Le per­son­nage de Julija, auquel se sont iden­ti­fiées toutes ces femmes à tra­vers le monde, témoigne d’une com­plexi­té rare sur grand écran. Elle est à la fois cap­tive et déso­béis­sante, naïve et sen­suelle. Ambiguë, sans le vou­loir. Pourquoi ?
A.A.K. : Parce que je pense que c’est ain­si que les ado­les­centes sont. Complexes. Vous avez rai­son, on les montre rare­ment de cette façon au ciné­ma : c’est une repré­sen­ta­tion trop pro­vo­cante pour beau­coup de gens ! Pourtant, elles ont bel et bien de fortes convic­tions comme mon héroïne. Mais si elles savent ce qu’elles veulent, elles sont éga­le­ment naïves, par manque d’expérience. En gros, elles sont conscientes de leur pou­voir, mais n'ont abso­lu­ment pas conscience de leur corps par exemple, ni de son impact sur les autres. Et puis elles veulent tout, mais ce qu’elles veulent peut chan­ger d’un ins­tant à l’autre. Leur per­cep­tion des autres, notam­ment des adultes, est ain­si très mou­vante. Un père ou une figure pater­nelle peuvent vite deve­nir une menace pour elles, de même qu’un ami peut sou­dai­ne­ment deve­nir un dan­ger. En fait, elles ne maî­trisent pas encore leurs dési­rs, pas plus qu’elles ne com­prennent com­ment fonc­tionne celui des autres. 

Un mot sur l’île de Murina, un per­son­nage à part entière. Ce cadre sublime, mais très iso­lé, est par­cou­ru d’une ten­sion per­ma­nente. Une façon de nous rap­pe­ler qu’il faut tou­jours se méfier du para­dis… sur­tout quand on est une femme ?
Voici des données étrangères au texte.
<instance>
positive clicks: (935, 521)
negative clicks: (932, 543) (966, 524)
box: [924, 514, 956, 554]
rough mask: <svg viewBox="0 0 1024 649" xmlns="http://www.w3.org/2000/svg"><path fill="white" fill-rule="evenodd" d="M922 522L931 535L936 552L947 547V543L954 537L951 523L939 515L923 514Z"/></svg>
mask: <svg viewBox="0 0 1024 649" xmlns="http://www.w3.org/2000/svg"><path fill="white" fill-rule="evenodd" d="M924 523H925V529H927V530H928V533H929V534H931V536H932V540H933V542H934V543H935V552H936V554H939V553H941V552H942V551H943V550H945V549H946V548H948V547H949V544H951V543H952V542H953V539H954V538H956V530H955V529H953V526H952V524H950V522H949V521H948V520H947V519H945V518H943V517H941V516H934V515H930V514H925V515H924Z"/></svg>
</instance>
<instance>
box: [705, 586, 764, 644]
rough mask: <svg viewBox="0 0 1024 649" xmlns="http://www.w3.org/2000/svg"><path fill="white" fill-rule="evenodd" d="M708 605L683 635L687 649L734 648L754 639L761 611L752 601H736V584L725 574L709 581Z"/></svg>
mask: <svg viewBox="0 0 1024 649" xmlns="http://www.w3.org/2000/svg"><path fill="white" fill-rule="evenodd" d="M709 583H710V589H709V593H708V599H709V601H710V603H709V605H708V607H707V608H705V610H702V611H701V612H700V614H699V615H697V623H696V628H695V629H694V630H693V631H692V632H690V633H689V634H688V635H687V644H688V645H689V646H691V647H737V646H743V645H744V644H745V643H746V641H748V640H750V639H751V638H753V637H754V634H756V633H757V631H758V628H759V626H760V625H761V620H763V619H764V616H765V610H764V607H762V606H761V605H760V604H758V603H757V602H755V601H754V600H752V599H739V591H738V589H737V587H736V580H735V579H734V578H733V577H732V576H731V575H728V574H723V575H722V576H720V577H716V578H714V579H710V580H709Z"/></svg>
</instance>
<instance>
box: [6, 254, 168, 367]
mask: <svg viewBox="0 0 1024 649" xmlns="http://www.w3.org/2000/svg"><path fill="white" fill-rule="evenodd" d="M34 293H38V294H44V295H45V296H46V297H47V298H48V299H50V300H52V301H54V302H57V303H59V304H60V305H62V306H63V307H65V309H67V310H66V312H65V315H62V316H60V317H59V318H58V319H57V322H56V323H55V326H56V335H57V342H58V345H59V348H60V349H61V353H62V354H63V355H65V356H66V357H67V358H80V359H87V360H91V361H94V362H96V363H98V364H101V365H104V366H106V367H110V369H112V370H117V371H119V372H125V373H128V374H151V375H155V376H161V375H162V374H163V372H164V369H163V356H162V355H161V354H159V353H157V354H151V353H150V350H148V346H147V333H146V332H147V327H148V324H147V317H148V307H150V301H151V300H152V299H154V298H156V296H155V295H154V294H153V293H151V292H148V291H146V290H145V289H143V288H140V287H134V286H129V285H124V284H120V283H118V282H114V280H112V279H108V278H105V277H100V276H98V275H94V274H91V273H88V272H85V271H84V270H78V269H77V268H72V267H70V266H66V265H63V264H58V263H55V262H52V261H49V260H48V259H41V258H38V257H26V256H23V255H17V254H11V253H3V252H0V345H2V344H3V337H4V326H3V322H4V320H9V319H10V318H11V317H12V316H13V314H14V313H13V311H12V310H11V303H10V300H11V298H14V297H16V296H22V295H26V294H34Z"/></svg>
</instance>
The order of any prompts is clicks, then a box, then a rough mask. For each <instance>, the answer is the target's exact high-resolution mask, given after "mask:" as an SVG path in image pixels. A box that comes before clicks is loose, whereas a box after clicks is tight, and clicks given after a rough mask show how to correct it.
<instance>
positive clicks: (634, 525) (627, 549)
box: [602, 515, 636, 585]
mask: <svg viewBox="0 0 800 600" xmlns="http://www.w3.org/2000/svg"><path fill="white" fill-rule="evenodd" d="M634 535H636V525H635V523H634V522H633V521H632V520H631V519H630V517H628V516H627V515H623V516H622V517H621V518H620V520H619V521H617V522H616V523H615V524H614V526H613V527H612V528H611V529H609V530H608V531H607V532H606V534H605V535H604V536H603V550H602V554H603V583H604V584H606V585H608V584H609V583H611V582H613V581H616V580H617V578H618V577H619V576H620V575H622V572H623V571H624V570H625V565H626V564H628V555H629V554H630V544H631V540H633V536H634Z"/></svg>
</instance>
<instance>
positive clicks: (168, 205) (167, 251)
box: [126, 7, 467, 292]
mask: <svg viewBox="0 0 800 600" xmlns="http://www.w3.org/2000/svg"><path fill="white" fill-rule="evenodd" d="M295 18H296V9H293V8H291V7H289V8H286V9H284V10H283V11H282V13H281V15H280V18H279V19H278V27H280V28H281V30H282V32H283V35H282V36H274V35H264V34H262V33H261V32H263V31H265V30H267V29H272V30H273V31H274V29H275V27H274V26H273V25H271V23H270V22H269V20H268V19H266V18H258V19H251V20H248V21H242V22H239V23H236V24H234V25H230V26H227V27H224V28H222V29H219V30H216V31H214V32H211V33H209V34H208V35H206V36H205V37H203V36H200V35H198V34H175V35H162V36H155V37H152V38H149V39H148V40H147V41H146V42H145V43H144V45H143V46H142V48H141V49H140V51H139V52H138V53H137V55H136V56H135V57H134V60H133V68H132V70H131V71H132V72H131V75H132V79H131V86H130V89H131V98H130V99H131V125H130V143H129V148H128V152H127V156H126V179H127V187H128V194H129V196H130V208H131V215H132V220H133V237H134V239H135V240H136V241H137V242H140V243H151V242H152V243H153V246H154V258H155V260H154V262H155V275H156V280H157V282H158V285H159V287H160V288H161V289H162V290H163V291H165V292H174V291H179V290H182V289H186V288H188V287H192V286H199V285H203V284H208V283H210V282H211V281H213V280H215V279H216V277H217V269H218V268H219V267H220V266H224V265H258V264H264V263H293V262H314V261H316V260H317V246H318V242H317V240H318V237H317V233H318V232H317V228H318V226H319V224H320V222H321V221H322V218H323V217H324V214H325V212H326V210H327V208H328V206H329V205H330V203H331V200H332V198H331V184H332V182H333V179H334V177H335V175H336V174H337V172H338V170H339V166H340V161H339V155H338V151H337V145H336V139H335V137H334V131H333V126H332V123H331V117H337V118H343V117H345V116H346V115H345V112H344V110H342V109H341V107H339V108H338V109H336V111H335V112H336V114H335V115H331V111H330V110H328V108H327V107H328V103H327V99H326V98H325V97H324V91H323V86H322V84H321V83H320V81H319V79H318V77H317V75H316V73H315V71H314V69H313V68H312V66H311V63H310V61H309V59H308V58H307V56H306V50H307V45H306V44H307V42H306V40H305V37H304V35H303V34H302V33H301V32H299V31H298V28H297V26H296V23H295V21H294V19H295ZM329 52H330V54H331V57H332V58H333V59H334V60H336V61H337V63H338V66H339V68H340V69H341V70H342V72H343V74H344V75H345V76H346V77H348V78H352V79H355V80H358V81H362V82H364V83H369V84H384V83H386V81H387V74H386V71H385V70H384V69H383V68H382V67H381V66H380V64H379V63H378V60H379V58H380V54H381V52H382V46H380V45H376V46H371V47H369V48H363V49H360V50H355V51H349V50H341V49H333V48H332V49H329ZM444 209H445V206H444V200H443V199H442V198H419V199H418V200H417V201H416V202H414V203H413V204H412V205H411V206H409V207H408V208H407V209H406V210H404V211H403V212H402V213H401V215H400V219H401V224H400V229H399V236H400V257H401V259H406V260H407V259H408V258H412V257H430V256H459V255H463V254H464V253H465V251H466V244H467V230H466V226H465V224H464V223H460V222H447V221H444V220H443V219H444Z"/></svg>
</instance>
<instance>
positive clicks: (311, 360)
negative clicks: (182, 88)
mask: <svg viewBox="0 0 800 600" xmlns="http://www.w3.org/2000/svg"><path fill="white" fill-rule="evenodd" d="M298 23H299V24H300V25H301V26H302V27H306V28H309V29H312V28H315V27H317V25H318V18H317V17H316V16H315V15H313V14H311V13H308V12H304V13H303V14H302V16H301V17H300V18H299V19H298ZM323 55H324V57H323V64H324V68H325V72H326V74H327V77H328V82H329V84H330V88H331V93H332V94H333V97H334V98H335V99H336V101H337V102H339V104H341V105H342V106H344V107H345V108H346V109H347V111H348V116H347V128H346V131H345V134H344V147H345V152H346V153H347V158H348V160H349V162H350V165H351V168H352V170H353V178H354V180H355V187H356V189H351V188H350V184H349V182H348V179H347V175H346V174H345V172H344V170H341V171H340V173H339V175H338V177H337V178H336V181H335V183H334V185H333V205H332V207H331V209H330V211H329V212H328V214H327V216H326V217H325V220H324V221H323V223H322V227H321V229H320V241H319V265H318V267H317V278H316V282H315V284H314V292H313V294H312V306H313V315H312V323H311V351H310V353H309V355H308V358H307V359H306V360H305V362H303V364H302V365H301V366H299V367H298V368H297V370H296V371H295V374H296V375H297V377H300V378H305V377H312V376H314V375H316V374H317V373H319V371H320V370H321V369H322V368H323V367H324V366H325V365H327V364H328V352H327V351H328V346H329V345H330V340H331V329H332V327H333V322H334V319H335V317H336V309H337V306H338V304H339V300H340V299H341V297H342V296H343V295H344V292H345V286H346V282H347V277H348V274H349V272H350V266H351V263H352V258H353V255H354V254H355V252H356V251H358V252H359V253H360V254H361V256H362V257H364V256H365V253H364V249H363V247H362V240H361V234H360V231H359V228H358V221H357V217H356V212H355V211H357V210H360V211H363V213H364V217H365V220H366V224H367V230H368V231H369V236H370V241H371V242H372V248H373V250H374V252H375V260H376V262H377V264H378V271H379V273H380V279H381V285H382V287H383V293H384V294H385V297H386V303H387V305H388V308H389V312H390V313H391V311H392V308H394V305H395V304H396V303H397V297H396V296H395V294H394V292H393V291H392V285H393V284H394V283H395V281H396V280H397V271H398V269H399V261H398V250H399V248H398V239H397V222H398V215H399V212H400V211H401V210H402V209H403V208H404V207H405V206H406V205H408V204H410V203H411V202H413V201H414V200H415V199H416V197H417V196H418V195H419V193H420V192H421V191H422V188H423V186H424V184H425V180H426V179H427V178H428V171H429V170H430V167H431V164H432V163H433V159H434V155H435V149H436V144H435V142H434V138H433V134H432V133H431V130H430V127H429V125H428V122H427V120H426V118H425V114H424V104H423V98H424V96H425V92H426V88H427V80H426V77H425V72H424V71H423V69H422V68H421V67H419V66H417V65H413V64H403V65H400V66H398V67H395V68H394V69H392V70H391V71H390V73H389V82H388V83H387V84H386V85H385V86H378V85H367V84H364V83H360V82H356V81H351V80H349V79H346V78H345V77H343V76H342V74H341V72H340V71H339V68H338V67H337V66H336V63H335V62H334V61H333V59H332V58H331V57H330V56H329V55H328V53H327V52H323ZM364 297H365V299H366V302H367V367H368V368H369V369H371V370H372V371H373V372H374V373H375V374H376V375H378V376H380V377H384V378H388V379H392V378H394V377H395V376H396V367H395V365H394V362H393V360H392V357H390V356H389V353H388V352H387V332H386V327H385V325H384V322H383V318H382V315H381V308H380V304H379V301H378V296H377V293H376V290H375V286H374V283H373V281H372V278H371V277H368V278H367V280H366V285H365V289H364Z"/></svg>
A.A.K. : Vous l’avez sans doute remar­qué, l’horreur se niche dans des endroits très sombres et très sales dans la plu­part des films. Or on sait bien que ce n’est pas le cas dans la réa­li­té ! L’horreur peut sur­ve­nir n’importe où, en plein jour, en pleine lumière. Voilà, pour­quoi j’ai vou­lu situer mon film dans cet endroit para­di­siaque. Enfin, il est para­di­siaque… pour ceux qui s’en tiennent à la sur­face des choses, qui viennent y pas­ser le week-​end par exemple. Car c’est un endroit où il est très dur de vivre en vrai. La nature est vio­lente et dan­ge­reuse, le cli­mat sec et brû­lant. Et il n’y a aucun endroit pour se cacher… Sauf la mer. Mais elle aus­si impose des limites. Vous ne pou­vez pas par­ler, ni res­pi­rer sous l’eau. Reste que cette mer repré­sente presque un nid pour Julija. Elle y plonge au plus pro­fond. C’est là qu’elle affronte la mort, mais c’est là aus­si qu’elle renait. Oui, en quelque sorte, cette mer res­semble à un uté­rus (sou­rire)…

Murina, d’Antoneta Alamat Kusijanovic. Sortie le 20 avril.